Helmut Hirsch - International Appeals For Clemency

International Appeals For Clemency

Hirsch's family and friends launched a campaign to free him, or at least have his sentence commuted to life in prison. The International Red Cross, the Society of Friends, and an international association of lawyers made appeals on his behalf. A human rights organization convinced the government of Norway to offer him asylum if the Germans would release him. An appeal was made to the League of Nations, and the case was brought up in the House of Commons in London.

Among the most promising avenues was the intervention of the United States. Hirsch's father, Siegfried, had lived in the United States for about ten years before his marriage in 1914. He became a naturalized American citizen before returning to Germany. During World War I, Siegfried lived with his wife and two children in the German state of Alsace. At the end of the war, when Alsace became part of France, the family moved to Stuttgart. Through a bureaucratic mix-up, the exact nature of which is unclear, Siegfried Hirsch's American citizenship was rescinded, rendering the entire family "stateless persons". Even though Hirsch was born in Germany and lived in Stuttgart for most of his life, he never held German citizenship.

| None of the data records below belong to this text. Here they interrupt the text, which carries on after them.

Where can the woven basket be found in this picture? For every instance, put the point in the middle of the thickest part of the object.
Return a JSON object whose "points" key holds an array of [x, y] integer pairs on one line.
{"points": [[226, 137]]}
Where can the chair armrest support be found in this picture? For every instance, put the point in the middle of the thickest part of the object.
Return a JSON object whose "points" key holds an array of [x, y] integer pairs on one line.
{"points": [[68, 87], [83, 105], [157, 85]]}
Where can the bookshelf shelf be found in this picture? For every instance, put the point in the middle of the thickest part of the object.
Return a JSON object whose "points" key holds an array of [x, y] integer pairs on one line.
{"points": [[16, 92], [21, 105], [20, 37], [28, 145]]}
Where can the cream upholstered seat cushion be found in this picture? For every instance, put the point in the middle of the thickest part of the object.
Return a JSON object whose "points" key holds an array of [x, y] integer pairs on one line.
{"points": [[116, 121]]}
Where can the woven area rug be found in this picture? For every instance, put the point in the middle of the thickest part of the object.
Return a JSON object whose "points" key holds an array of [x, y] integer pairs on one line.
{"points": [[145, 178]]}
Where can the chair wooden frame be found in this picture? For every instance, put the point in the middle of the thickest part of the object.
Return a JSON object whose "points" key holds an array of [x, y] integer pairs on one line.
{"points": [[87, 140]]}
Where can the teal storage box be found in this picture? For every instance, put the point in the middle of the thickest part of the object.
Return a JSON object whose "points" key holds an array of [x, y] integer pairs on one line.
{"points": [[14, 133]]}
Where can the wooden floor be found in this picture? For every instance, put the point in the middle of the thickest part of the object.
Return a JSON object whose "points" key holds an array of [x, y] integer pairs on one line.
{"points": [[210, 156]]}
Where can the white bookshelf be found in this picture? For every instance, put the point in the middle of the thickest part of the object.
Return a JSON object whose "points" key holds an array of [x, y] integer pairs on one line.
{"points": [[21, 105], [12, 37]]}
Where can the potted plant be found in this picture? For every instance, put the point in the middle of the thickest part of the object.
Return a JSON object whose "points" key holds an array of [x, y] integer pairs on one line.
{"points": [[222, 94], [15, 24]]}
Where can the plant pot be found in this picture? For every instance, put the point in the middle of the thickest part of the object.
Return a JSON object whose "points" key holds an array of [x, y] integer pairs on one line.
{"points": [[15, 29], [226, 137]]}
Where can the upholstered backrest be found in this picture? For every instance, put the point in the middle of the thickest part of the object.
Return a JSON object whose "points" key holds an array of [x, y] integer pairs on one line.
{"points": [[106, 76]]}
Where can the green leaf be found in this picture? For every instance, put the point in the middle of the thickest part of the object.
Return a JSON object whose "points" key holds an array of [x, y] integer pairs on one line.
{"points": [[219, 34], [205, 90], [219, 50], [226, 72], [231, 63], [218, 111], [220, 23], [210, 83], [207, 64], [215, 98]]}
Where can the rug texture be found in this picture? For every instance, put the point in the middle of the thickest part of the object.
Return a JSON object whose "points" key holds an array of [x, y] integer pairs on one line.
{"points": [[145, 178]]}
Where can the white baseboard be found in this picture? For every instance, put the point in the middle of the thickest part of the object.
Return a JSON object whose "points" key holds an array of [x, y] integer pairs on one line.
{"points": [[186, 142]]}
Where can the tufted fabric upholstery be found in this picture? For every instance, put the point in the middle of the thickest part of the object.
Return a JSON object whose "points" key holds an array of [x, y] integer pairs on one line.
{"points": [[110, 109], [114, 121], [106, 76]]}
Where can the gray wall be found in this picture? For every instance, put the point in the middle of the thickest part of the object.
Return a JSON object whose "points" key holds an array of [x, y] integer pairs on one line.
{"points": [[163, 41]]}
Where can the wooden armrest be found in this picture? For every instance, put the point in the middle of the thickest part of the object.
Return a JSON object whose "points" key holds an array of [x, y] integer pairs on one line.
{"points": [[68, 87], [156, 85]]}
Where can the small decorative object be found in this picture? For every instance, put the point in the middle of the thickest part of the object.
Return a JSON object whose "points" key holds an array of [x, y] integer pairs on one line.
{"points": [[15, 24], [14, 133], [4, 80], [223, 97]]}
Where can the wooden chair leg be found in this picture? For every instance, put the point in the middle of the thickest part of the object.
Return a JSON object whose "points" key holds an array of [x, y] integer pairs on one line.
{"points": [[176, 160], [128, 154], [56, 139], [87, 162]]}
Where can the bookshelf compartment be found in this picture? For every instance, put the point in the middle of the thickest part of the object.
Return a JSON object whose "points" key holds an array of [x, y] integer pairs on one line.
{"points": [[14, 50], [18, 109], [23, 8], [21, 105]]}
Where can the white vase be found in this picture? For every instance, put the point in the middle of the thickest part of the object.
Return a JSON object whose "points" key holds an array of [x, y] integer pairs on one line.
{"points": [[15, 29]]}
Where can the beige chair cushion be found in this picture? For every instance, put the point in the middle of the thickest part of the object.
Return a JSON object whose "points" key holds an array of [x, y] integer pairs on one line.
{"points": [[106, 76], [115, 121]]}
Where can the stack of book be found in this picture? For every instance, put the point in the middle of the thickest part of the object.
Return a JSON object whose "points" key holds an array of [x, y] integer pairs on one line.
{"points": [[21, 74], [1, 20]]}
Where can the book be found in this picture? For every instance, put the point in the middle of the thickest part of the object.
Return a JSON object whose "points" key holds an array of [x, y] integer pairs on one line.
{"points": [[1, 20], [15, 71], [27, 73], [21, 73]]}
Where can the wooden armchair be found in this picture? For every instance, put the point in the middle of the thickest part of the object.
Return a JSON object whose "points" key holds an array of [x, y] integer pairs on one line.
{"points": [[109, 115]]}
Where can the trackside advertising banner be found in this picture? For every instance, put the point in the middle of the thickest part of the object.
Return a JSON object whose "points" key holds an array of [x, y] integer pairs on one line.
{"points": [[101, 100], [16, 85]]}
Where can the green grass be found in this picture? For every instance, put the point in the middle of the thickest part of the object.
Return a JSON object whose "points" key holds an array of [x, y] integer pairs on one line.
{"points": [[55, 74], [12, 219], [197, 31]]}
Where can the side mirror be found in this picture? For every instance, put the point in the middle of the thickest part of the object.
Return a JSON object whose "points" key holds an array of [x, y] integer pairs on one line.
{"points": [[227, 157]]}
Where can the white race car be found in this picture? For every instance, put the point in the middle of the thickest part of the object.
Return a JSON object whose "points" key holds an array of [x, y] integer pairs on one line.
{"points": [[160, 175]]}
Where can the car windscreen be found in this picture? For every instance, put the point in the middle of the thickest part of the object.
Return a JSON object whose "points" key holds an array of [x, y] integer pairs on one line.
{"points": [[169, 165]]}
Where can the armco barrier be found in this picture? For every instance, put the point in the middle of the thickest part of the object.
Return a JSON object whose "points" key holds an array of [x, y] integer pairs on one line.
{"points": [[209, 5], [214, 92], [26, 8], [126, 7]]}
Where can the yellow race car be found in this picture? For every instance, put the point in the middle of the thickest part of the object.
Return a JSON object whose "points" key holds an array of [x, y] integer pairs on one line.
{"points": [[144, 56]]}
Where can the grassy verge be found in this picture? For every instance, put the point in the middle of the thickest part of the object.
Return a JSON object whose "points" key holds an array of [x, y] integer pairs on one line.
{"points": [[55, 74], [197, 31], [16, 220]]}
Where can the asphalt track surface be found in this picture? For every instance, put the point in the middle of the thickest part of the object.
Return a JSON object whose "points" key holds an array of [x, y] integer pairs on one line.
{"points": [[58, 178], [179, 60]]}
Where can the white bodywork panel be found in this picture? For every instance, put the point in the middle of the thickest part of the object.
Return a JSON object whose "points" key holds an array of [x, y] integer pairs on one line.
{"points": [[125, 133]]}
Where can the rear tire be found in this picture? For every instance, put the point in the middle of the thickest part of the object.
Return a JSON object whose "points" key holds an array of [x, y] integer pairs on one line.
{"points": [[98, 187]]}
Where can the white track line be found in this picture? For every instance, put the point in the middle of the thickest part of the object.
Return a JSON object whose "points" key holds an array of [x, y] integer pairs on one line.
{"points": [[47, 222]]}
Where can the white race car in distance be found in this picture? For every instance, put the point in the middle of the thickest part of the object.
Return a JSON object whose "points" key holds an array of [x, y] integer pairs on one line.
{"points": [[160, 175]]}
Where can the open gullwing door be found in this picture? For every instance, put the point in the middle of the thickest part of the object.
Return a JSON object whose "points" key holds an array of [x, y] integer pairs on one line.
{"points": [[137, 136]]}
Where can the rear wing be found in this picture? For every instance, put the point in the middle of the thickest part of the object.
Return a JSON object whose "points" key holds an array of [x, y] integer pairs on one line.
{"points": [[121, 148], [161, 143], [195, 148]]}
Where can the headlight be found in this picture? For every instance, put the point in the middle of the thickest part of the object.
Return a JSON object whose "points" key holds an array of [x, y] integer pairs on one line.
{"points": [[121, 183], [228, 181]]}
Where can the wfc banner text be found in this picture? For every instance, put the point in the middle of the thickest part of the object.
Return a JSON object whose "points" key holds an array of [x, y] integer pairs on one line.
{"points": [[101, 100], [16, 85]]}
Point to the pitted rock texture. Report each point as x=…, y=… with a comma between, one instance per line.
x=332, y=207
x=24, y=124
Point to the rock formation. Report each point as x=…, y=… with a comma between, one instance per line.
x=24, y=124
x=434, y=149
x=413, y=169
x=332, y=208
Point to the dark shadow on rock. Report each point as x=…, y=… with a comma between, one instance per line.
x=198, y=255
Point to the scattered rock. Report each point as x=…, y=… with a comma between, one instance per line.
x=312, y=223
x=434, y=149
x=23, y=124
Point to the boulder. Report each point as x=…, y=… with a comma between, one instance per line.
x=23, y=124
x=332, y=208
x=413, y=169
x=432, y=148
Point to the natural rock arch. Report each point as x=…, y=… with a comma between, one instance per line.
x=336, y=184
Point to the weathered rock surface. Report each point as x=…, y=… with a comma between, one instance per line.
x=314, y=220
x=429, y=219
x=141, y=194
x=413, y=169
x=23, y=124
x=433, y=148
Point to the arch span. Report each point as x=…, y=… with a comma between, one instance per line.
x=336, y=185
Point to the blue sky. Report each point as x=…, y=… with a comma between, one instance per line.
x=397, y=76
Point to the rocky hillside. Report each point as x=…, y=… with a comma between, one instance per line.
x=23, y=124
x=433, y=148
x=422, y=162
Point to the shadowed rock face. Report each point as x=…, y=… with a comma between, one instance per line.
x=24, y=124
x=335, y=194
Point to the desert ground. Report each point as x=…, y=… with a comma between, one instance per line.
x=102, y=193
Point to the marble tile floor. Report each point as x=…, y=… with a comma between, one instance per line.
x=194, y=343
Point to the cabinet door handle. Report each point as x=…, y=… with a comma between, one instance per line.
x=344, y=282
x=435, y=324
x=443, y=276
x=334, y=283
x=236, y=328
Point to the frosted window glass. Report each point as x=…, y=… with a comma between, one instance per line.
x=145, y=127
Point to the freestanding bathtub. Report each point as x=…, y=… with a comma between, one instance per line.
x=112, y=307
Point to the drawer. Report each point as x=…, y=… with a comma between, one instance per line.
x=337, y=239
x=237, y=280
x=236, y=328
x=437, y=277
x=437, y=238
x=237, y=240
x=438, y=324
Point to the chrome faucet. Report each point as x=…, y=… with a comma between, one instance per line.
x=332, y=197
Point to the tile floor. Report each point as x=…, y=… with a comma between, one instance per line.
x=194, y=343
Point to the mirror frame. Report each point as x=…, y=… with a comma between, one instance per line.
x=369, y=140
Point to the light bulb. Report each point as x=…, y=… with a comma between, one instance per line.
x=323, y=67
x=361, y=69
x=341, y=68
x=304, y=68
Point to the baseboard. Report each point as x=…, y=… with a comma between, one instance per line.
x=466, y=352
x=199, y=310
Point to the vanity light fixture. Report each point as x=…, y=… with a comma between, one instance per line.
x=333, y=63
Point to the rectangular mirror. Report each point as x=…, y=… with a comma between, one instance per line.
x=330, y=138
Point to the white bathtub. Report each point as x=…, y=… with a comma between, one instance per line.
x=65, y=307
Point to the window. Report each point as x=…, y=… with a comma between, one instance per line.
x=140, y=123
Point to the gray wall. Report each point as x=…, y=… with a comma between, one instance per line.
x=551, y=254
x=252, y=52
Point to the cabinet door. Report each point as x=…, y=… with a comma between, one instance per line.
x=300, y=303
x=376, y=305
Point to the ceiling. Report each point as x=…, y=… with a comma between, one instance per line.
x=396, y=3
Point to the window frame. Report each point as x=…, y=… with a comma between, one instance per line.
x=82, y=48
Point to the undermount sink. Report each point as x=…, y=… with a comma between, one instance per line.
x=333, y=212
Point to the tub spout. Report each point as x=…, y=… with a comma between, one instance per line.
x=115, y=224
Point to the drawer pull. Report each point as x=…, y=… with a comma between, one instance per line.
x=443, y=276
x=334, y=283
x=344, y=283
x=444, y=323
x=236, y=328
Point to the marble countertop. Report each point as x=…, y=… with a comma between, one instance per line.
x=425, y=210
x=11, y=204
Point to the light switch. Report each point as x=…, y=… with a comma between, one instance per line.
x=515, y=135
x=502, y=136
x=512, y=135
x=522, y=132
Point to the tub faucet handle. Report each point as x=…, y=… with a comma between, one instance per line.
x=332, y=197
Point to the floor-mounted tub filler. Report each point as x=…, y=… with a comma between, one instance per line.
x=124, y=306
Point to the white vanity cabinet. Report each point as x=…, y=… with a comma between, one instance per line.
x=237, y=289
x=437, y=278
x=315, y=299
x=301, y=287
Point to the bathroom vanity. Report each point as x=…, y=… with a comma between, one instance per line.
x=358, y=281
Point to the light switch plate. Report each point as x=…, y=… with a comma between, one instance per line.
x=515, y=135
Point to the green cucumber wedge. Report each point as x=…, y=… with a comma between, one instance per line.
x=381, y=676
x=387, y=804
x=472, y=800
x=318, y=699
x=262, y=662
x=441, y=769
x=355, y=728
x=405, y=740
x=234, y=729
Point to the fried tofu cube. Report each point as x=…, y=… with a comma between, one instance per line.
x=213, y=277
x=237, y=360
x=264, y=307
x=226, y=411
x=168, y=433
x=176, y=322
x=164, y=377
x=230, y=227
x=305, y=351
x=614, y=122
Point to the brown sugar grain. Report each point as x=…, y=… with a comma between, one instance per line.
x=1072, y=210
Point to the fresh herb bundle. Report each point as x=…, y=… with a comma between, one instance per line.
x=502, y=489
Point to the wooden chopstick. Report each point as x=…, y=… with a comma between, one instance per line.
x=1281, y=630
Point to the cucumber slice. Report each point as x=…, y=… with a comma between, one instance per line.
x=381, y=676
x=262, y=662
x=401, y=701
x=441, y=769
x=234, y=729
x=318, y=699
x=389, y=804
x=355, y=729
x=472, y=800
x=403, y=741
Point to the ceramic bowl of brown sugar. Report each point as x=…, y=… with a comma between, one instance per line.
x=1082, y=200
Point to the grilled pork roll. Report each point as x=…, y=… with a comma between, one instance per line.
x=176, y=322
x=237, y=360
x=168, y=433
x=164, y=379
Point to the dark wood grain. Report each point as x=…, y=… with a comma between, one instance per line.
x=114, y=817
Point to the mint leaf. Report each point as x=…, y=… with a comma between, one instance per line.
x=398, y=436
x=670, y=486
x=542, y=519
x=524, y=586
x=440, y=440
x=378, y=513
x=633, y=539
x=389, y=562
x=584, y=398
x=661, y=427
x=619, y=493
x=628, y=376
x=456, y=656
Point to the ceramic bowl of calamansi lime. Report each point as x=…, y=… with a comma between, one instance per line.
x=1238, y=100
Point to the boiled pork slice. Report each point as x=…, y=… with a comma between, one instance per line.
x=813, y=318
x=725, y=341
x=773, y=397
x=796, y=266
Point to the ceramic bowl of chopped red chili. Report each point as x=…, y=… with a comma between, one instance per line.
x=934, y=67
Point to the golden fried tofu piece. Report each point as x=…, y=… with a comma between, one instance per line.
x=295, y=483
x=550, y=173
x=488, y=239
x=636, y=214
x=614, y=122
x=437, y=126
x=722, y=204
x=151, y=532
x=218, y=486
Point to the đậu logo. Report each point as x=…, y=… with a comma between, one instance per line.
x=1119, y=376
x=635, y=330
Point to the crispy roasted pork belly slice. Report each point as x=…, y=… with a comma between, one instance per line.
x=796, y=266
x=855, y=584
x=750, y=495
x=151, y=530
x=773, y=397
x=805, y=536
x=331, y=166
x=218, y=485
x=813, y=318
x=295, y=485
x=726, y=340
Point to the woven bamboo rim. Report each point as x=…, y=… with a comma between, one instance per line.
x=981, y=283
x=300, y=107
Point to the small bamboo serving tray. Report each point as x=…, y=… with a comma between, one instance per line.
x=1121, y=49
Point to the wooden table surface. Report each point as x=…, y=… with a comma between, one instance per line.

Hirsch's cousin, George Neuburger, who had moved to New York, enlisted the aid of an American lawyer to petition to have Siegfried's citizenship reinstated. Their appeal was initially rejected, but a month later the decision was reversed. On April 22, 1937, by virtue of his father's newly restored citizenship, Helmut Hirsch was also declared an American citizen, although he had never set foot on American soil.